Probing Coherence in a Cold Rydberg Gas

We have used pulsed electric-field sequences to probe the coherence of dipole-dipole interactions in a MOT. Nanosecond dye lasers excite Rb atoms to the $\vert $25s$_{1/2}>$ and $\vert $33s$_{1/2}>$ states in an electric field. The field tunes the atoms so that the energy difference between $\vert $25s$_{1/2}>\vert $33s$_{1/2}>$ and $\vert $24p$_{1/2}>\vert $34p$_{3/2}>$ atom pairs is $\Delta $. For typical separations, the dipole-dipole coupling between atoms enables coherent population transfer from $\vert $25s$_{1/2}>\vert $33s$_{1/2}>$ to $\vert $24p$_{1/2}>\vert $34p$_{3/2}>$ at a rate comparable to $\Delta $.After a time T, an electric field step diabatically tunes the pair energy splitting to -$\Delta $. The atoms interact for an additional time T and the population in the $\vert $24p$_{1/2}>\vert $34p$_{3/2}>$ state is measured.

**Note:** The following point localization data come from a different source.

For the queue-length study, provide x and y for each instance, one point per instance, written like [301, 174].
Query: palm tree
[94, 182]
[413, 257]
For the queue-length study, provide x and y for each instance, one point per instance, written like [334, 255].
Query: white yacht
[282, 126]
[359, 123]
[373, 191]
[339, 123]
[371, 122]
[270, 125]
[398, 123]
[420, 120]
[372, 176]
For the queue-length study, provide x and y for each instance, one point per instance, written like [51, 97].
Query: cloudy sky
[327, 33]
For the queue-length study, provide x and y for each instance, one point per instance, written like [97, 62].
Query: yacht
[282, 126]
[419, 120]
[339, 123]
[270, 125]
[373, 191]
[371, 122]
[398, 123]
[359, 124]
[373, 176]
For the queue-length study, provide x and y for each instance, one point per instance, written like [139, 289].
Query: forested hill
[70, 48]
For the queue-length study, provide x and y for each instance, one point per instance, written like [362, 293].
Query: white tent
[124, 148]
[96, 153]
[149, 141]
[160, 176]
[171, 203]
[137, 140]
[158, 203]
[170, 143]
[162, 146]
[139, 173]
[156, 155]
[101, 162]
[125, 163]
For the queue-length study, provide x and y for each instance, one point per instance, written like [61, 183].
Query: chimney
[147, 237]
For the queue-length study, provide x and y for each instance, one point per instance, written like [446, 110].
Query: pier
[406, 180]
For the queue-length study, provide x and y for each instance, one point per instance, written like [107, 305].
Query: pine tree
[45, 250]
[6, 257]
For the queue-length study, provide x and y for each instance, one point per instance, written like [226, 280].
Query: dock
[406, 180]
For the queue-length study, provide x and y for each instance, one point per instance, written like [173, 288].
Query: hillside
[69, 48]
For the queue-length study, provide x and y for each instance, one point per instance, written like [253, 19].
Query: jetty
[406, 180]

The pulse sequence enhances the $\vert $24p$_{1/2}>\vert $34p$_{3/2}>$ population relative to that obtained in a time 2T at fixed detuning, +/-$\Delta $. Sequences involving multiple resonance traversals lead to further enhancement, indicating that this effect is due to the coherence of the dipole-dipole interaction rather than excitation of different sets of atoms in the ensemble. The enhancement decays as T approaches several microseconds. On this time scale, atomic motion may play a substantive role. This work is supported by NSF and AFOSR.